After a short hiatus, I am back with part 4 of my 10-part series, Life After Separation.
As I sit waiting for a flight, looking and watching people, families either excited to start their holiday or happy for the holiday they have had. To my left there is a family of 4. A girl, a boy and their Mums. It’s hard to tell if it is the beginning or the end of their adventure.
It’s just me at the airport. Not with my husband or partner, and that is semi okay. My story is a little different and complicated. But for some, travelling alone is just one part of managing the loss of the family unit after separation.
Regulating day to day emotions can be a struggle.
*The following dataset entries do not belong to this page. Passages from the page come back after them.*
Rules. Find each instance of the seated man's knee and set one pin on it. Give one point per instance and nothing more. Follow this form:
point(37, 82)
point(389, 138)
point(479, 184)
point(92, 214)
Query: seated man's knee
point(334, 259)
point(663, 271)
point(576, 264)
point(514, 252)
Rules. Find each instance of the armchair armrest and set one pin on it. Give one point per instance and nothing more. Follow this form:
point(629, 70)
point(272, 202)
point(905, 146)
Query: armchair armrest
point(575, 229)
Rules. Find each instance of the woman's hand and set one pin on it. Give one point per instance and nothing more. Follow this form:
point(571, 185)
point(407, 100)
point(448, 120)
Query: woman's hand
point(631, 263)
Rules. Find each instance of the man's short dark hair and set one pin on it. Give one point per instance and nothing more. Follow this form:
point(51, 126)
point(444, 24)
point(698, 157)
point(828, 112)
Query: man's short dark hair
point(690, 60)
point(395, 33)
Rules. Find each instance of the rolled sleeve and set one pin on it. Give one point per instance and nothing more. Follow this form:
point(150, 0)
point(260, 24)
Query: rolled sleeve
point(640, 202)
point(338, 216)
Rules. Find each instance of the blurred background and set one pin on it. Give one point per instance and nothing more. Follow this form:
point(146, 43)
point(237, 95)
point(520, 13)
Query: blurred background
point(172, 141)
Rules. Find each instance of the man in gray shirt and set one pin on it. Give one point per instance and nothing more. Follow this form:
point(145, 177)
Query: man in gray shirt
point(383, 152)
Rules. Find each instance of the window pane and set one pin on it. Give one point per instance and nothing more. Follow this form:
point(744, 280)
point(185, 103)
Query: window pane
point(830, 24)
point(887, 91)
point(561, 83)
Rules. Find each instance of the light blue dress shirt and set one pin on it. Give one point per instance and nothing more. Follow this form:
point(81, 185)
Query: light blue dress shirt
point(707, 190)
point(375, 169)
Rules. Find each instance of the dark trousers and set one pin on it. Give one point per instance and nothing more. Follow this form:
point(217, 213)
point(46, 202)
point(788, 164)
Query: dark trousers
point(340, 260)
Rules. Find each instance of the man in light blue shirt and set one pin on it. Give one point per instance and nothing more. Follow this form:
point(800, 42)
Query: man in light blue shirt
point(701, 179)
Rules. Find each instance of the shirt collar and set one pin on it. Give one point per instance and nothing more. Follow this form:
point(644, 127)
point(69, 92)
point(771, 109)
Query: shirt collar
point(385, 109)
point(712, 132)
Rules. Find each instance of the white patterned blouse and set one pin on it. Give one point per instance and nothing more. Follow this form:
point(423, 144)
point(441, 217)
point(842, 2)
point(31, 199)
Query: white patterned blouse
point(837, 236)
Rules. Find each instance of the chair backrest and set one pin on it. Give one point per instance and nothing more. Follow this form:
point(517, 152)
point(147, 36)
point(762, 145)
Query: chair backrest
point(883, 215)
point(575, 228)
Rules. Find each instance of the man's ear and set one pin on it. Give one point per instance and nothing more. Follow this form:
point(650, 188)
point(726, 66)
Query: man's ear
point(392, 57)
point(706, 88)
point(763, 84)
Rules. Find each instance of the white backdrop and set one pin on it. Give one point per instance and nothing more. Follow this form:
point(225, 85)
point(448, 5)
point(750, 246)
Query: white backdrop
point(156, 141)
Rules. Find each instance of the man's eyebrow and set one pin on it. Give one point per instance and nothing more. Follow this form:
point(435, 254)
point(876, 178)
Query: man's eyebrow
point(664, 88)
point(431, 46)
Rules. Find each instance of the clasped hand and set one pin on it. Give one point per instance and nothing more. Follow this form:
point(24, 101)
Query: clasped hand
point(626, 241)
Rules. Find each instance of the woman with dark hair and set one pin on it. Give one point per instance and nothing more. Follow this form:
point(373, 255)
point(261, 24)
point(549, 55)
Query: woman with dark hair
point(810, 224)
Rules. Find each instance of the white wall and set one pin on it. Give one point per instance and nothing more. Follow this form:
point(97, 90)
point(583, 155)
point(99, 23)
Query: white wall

Where there are children of a marriage or de facto relationship, the feelings that come with the loss of that family unit can be harsh, especially where children may live primarily with one parent and see less of the other parent. One day it’s a family unit of children and parents, the next it can be the children and one parent. We need to manage the expectations of our children, but we can’t forget about the emotions of the parent who no longer says good night to their children every day.
As a family lawyer we need to balance the requirement to provide legal advice to our client and listen to their reality, that is the loss of their family unit. Empathy v legal advice.
I was facilitating a parenting mediation yesterday and whilst the parents had ended their relationship, both were conscious that their daughter does not endure the emotional impact that the separation has had on them. Mum and Dad were visibly upset when talking about their little one and what parenting arrangements would be in her best interests. For example, the special time on Christmas Day is one of the toughest discussions to have. The family unit that spent Christmas Eve and Christmas morning together doesn’t exist after separation. Children are shared and the special days at Christmas are divided.
I remember my first Christmas Eve and Christmas Day without my children. Needless to say, there were tears and a deep feeling of loss and emptiness. Does it get better – no! It get’s a little easier. And that is the only advice we can give to our clients. But it is not going to make them feel better at that time.
The special time at Christmas is only one example of the struggles parents may face when the family unit they once had is broken. The quietness of the household on a school night can be a lonely time. There is no ‘legal advice’ that a family lawyer can provide to that client to make it better. Maybe a little encouragement to reach out to friends and family, or find a sport or activity that they once did but gave up because life was so busy, they didn’t have time for themselves.
The loss of the family unit after separation highlights the importance for adults in a relationship to retain a level of independence and not allow the relationship or being a parent define them. I say that whilst acknowledging this can be difficult for some. But all we can do is try.